When Chiara came face-to-face with excruciating pain and the foretaste of death, she had a decision to make: numb the pain with morphine, or embrace a painful and vulnerable state. As we know, she chose the latter. She courageously embraced the state of vulnerability not because she particularly enjoyed suffering (none of us do), but because she must have known that numbing her suffering and avoiding a state of vulnerability would somehow prevent her from experiencing joy and love at the deepest level of their being. Had she been doped up, the final words to pass her lips, “Be happy, because I’m happy” would have lost some of its credibility.

This leads to the other point that Chiara demonstrates through her heroic virtue: her decision to embrace this state of vulnerability was firmly rooted in love for another person.

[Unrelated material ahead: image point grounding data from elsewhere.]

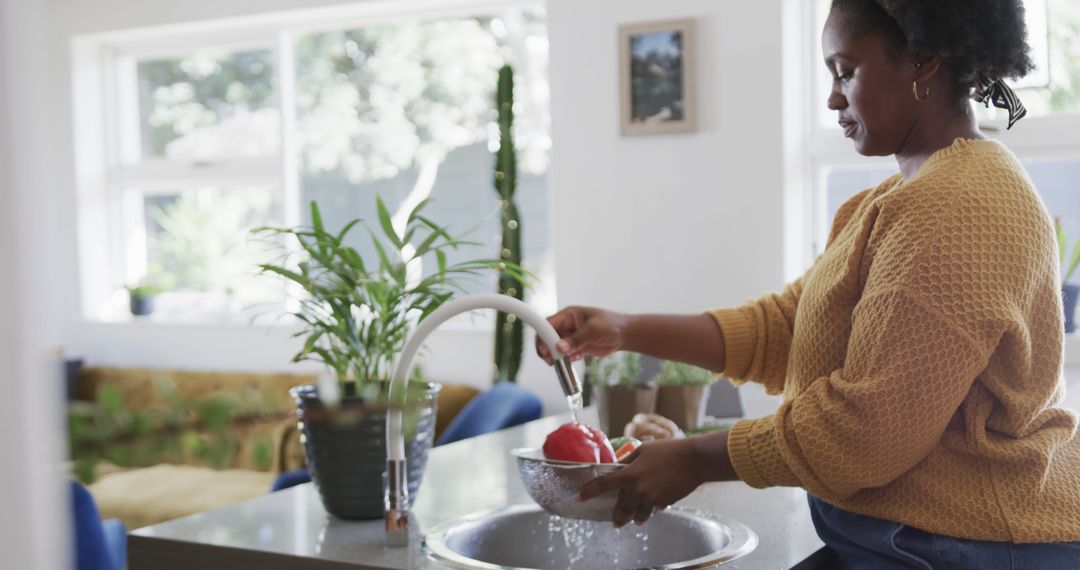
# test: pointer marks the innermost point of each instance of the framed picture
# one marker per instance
(657, 80)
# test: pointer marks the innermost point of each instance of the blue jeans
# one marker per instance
(862, 542)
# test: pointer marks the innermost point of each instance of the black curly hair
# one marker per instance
(975, 38)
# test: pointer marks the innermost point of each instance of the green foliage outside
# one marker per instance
(1063, 252)
(679, 374)
(201, 241)
(184, 431)
(621, 369)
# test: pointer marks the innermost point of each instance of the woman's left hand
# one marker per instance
(662, 472)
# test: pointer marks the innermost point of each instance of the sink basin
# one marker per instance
(526, 537)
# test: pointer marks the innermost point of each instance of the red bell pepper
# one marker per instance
(577, 442)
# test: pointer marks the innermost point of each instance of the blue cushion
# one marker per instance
(504, 405)
(97, 545)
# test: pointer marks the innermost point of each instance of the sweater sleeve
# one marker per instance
(757, 337)
(940, 294)
(865, 424)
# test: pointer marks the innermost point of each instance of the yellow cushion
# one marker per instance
(451, 398)
(149, 496)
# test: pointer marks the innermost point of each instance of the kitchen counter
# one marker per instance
(289, 529)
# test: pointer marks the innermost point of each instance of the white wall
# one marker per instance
(34, 533)
(649, 224)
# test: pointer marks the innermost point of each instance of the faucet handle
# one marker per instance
(396, 503)
(564, 367)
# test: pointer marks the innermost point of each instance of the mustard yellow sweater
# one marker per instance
(920, 360)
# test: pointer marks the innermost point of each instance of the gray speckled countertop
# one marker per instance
(289, 529)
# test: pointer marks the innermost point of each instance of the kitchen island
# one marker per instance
(289, 529)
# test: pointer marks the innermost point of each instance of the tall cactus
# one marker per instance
(508, 328)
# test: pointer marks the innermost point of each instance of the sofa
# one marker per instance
(180, 483)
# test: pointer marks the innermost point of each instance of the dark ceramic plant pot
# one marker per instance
(617, 405)
(683, 404)
(346, 447)
(1069, 294)
(142, 306)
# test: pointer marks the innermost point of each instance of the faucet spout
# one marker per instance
(396, 479)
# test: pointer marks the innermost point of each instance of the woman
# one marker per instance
(920, 355)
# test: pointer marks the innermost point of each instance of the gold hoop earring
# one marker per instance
(915, 92)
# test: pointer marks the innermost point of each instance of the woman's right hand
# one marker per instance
(585, 330)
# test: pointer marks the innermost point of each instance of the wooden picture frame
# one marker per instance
(658, 80)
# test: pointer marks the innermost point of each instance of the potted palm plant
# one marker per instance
(355, 316)
(683, 393)
(1069, 292)
(620, 392)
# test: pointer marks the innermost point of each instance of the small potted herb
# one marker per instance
(683, 393)
(355, 316)
(616, 380)
(1069, 290)
(140, 297)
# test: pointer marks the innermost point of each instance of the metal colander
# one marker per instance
(553, 484)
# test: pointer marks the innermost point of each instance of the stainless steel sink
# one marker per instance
(525, 537)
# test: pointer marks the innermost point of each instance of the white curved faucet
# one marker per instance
(396, 479)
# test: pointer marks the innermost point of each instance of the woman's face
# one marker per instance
(872, 87)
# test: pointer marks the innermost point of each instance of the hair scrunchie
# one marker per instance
(1002, 96)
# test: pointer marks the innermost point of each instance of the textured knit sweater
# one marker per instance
(920, 360)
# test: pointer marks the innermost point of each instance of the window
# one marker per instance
(218, 129)
(1045, 141)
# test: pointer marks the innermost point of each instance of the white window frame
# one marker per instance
(112, 178)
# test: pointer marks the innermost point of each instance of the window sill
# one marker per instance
(476, 322)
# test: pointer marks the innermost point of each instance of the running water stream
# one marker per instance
(575, 403)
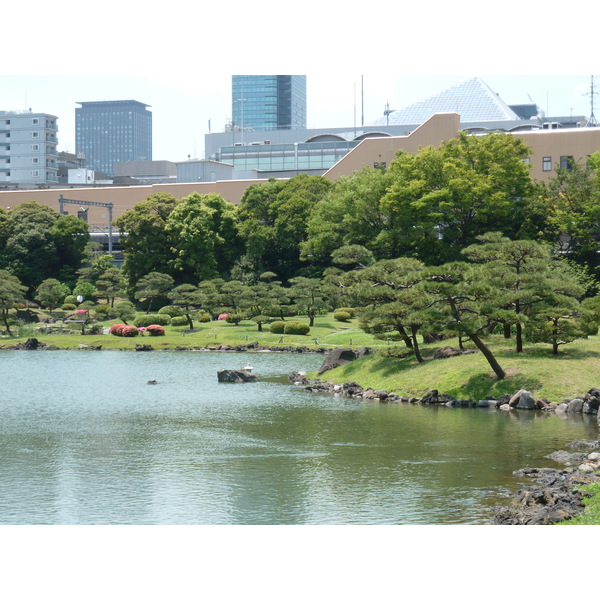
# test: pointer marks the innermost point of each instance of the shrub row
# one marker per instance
(289, 327)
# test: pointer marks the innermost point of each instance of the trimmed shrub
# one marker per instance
(129, 331)
(171, 310)
(296, 328)
(152, 319)
(116, 329)
(155, 330)
(341, 315)
(101, 311)
(277, 326)
(235, 318)
(179, 321)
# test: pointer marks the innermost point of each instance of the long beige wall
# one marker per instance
(578, 143)
(123, 198)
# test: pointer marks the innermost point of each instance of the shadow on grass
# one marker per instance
(482, 385)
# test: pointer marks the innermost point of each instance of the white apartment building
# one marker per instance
(28, 148)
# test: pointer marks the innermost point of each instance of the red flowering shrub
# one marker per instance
(155, 330)
(116, 328)
(128, 331)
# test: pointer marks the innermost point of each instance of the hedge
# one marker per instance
(152, 319)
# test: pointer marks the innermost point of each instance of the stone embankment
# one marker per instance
(587, 403)
(556, 496)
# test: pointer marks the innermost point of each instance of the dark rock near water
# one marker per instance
(235, 376)
(336, 358)
(448, 352)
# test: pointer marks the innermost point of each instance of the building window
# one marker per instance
(566, 162)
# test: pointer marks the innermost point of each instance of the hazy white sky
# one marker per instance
(179, 58)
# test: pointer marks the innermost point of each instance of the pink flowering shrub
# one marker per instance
(155, 330)
(128, 331)
(116, 328)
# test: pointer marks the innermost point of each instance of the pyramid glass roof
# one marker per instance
(473, 100)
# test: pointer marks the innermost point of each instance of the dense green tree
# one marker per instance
(30, 248)
(394, 304)
(146, 243)
(351, 214)
(457, 297)
(51, 293)
(205, 242)
(274, 219)
(111, 285)
(443, 197)
(12, 294)
(153, 286)
(189, 298)
(518, 270)
(71, 237)
(310, 297)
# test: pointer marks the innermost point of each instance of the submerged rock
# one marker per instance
(235, 376)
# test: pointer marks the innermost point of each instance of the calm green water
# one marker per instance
(84, 440)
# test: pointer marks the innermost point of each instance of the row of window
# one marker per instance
(566, 162)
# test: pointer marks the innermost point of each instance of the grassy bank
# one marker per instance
(572, 372)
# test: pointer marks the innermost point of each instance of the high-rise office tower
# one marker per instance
(28, 145)
(266, 102)
(113, 131)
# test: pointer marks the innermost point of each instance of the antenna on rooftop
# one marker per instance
(592, 120)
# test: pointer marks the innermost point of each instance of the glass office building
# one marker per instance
(268, 102)
(113, 131)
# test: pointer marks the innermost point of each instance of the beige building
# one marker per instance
(550, 148)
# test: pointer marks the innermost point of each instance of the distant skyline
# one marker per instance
(183, 110)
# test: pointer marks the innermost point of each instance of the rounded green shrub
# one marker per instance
(277, 326)
(296, 328)
(152, 319)
(171, 310)
(179, 321)
(342, 315)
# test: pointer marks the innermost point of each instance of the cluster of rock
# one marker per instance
(235, 376)
(556, 496)
(522, 399)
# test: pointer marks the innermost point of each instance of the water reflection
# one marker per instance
(86, 441)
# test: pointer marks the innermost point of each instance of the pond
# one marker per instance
(85, 440)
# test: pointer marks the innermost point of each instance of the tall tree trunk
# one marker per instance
(519, 337)
(416, 344)
(500, 373)
(405, 337)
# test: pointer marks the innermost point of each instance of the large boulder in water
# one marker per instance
(235, 376)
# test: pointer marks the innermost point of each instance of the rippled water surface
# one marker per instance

There’s something about suffering that has the capacity to draw us closer to others and, conversely, there’s something frightening about the idea of suffering alone. There’s a special bond that can be formed between two people who love one another when one or both persons are suffering. As I wrote in an earlier blog post What Refugees Taught Me About Love, Part One on the descending nature of agape love: “Love impels us to cry out to the suffering beloved, ‘I will take your place! I will take your sufferings upon myself.’ What mother would not look upon her cancerous child and say, ‘Lord, spare his life and take mine instead!’ What husband would not look upon his wife while she’s in great pain and say, ‘If only I could take on her sufferings and give her my own health.’” Chiara had such a great love for Jesus who suffered on the cross out of love for her that she desired “to share as much as possible in his suffering on the cross.”

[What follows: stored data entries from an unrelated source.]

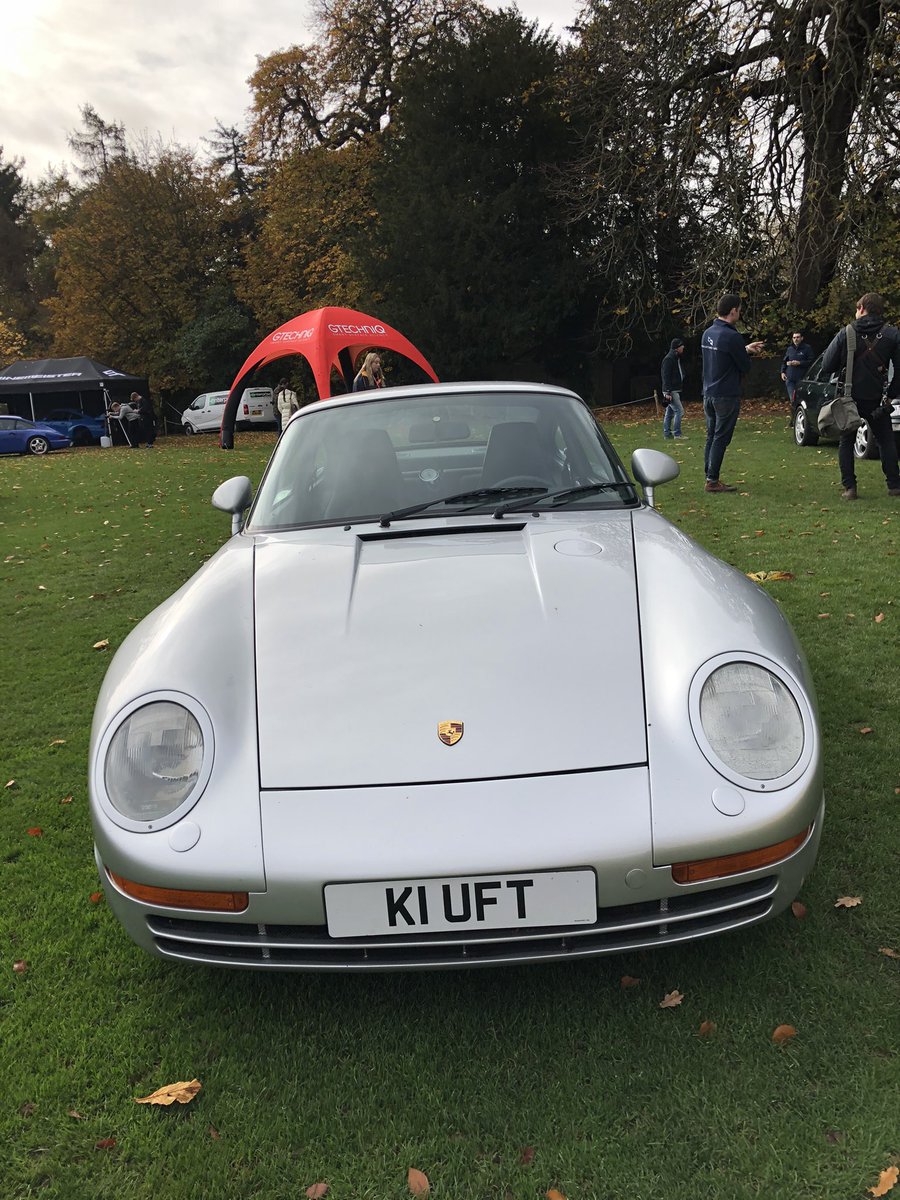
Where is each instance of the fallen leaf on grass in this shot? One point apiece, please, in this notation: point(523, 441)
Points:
point(887, 1180)
point(671, 999)
point(183, 1092)
point(418, 1182)
point(784, 1033)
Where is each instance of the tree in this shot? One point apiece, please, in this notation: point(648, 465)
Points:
point(469, 253)
point(773, 125)
point(346, 87)
point(21, 315)
point(144, 275)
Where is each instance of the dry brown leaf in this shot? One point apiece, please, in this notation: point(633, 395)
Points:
point(784, 1033)
point(183, 1093)
point(887, 1180)
point(418, 1182)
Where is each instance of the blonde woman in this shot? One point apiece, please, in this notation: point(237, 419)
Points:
point(370, 375)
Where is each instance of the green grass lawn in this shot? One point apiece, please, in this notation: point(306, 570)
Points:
point(496, 1084)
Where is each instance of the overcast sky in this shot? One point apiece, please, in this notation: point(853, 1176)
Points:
point(167, 67)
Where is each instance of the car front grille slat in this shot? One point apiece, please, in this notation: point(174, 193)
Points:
point(310, 947)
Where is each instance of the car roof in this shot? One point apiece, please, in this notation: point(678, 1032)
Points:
point(436, 390)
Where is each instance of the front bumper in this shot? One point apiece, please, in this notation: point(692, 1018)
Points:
point(597, 820)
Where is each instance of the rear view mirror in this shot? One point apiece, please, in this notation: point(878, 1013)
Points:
point(652, 468)
point(234, 496)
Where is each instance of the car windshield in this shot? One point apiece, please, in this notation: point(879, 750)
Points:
point(443, 454)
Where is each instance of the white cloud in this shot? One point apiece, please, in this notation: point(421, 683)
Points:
point(160, 67)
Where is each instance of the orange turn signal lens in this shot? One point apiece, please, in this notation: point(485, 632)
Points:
point(174, 898)
point(733, 864)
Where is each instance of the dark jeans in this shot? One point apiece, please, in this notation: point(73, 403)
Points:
point(721, 414)
point(887, 447)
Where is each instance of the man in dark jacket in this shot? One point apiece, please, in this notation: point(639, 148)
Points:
point(795, 365)
point(877, 346)
point(725, 360)
point(672, 375)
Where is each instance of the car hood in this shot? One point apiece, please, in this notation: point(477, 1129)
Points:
point(525, 634)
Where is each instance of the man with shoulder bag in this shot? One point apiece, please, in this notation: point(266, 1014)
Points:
point(877, 346)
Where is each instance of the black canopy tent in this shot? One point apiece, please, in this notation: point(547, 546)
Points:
point(35, 387)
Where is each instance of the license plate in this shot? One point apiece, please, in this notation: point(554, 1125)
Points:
point(461, 904)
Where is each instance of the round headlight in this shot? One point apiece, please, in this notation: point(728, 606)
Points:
point(154, 761)
point(751, 721)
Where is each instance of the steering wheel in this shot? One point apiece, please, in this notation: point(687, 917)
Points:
point(522, 481)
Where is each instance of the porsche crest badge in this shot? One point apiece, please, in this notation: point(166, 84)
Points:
point(449, 732)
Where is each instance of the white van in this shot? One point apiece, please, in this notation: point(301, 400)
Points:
point(256, 409)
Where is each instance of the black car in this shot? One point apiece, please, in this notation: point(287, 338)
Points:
point(816, 389)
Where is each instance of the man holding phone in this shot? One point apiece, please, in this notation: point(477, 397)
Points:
point(726, 359)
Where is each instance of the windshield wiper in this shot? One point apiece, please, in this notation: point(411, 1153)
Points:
point(563, 493)
point(478, 493)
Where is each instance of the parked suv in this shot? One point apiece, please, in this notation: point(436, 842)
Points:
point(816, 389)
point(256, 409)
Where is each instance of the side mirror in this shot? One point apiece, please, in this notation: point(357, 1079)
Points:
point(235, 496)
point(652, 468)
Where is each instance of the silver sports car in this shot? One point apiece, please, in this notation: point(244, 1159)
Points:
point(453, 694)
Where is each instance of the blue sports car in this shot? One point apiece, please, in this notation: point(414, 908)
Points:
point(81, 429)
point(18, 436)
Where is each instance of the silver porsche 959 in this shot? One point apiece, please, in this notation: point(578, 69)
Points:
point(453, 694)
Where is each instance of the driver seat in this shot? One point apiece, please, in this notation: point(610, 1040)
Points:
point(515, 448)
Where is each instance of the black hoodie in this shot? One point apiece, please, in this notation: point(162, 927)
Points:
point(877, 345)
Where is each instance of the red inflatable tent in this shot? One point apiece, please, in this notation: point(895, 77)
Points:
point(328, 339)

Now if Chiara had this beautiful desire to avoid numbing her pain in order to share as much as possible in the sufferings of Christ, how much more should we expect Christ, who is Love, to avoid numbing his pain in order to share as much as possible in our sufferings? The reality is that he was presented with that very opportunity. In the first place, God becoming Incarnate and taking on the weakness of human flesh was the ultimate act of vulnerability (that is, allowing oneself to be wounded). In that state of vulnerability, he was eventually arrested, beat, spat upon, scourged, humiliated, crucified, and pierced with a lance. “Ability to be wounded” here would seem to be an understatement. As he dangled from the Cross, the crowds urged him to miraculously “come down from the Cross” so they could believe that he truly was God (Mt. 27:42). The irony was that he is God, and God is Love, and descending agape Love does not come down from crosses, but “comes down” precisely for crosses.

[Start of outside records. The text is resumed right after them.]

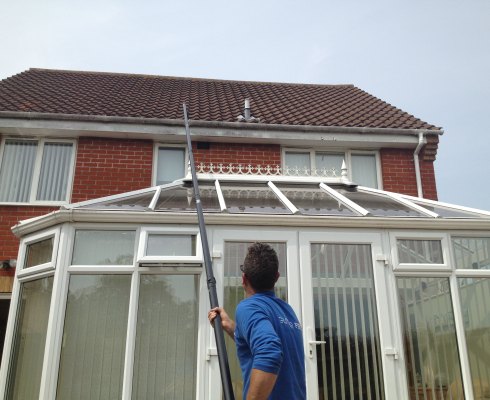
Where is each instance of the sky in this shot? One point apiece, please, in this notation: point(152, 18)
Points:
point(430, 58)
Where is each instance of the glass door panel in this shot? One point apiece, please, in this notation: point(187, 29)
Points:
point(235, 253)
point(346, 334)
point(431, 350)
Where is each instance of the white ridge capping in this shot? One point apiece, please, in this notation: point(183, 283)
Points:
point(398, 197)
point(349, 203)
point(283, 198)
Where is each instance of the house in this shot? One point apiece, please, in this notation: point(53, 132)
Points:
point(109, 295)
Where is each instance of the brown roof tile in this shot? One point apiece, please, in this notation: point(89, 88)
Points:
point(144, 96)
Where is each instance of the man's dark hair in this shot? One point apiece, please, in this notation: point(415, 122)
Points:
point(261, 266)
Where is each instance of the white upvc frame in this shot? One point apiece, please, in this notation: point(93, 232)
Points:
point(145, 231)
point(156, 147)
point(347, 158)
point(417, 268)
point(37, 170)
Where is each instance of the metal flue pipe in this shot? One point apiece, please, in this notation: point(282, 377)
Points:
point(211, 281)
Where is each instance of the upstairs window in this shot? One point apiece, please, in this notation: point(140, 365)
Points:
point(169, 164)
point(35, 170)
point(362, 166)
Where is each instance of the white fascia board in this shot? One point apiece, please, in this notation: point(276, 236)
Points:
point(292, 221)
point(222, 132)
point(399, 198)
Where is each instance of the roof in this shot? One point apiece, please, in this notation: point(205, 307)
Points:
point(90, 94)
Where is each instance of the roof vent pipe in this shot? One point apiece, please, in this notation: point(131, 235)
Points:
point(421, 143)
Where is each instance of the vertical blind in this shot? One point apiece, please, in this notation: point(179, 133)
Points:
point(349, 362)
point(16, 171)
point(27, 355)
point(165, 356)
point(94, 338)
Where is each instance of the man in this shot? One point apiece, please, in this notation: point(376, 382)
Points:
point(267, 333)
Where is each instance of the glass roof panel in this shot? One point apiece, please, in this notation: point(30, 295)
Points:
point(447, 212)
point(311, 200)
point(378, 204)
point(252, 198)
point(181, 199)
point(139, 202)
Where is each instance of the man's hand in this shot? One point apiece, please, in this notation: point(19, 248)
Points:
point(226, 322)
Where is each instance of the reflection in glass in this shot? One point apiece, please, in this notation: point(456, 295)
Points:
point(252, 199)
point(94, 337)
point(471, 252)
point(26, 360)
point(311, 200)
point(235, 253)
point(349, 362)
point(431, 350)
point(181, 199)
point(139, 202)
point(39, 253)
point(165, 357)
point(103, 247)
point(171, 245)
point(414, 251)
point(474, 294)
point(379, 205)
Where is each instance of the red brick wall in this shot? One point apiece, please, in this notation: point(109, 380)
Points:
point(398, 172)
point(253, 154)
point(110, 166)
point(10, 216)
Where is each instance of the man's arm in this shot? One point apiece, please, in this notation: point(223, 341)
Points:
point(226, 322)
point(261, 384)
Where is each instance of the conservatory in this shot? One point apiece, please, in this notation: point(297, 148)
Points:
point(110, 298)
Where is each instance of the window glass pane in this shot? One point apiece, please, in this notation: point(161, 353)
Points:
point(297, 163)
point(55, 170)
point(413, 251)
point(94, 337)
point(182, 199)
point(349, 363)
point(39, 253)
point(170, 164)
point(364, 170)
point(329, 164)
point(16, 170)
point(103, 248)
point(165, 358)
point(431, 349)
point(235, 253)
point(471, 253)
point(27, 355)
point(474, 295)
point(171, 245)
point(252, 199)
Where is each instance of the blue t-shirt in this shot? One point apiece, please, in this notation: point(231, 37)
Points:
point(268, 337)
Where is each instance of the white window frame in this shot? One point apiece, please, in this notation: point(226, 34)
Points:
point(347, 158)
point(405, 268)
point(37, 169)
point(145, 231)
point(159, 145)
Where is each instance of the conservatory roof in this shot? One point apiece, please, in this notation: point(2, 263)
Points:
point(272, 195)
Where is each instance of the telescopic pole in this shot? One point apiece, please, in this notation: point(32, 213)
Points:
point(211, 281)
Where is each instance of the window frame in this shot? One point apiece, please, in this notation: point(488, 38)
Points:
point(40, 144)
point(160, 145)
point(348, 153)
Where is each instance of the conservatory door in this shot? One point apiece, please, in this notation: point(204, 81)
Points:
point(346, 317)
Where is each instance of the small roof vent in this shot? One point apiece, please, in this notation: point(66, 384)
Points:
point(247, 114)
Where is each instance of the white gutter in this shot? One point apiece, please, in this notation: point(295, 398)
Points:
point(422, 142)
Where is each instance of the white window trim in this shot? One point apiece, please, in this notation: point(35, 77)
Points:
point(158, 145)
point(347, 158)
point(145, 231)
point(407, 268)
point(37, 170)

Throughout His Passion, Jesus was offered the chance to numb his pain. St. Matthew recalls, “They gave Jesus wine to drink mixed with gall. But when he had tasted it, he refused to drink” (Mt. 27:34). St. Mark also attests, “They gave him wine drugged with myrrh, but he did not take it” (Mk. 15:23). We can infer that this decision was an act of great love on his part, just as Chiara’s choice to willing embrace the sufferings that came with vulnerability was an act of great love.

This Lenten season, don’t settle for just giving up chocolate. This Lent, we have the chance to “give up” being wimps who constantly numb every source of  suffering. We have the chance to embrace rather than avoid vulnerability and lovingly share in some of the sufferings Christ underwent for us on Good Friday. We will no doubt be wounded in this state of vulnerability, but we must cling to the hope that this will lead us to a greater rejoicing in the reality of the resurrection. I pray that, whatever you do (or don’t do) this Lenten season, you are able to draw nearer to the pierced side of Christ’s flesh. For it is in contemplating the pierced side of Christ that, Pope Benedict XVI writes, “the Christian discovers the path along which his life and love must move.” May the beautiful witness of Blessed Chiara Luce Badano inspire us in walking this path of love- a path of love that is not for the faint of heart.

“At this point I have nothing left, but I still have my heart, and with that I can always love.”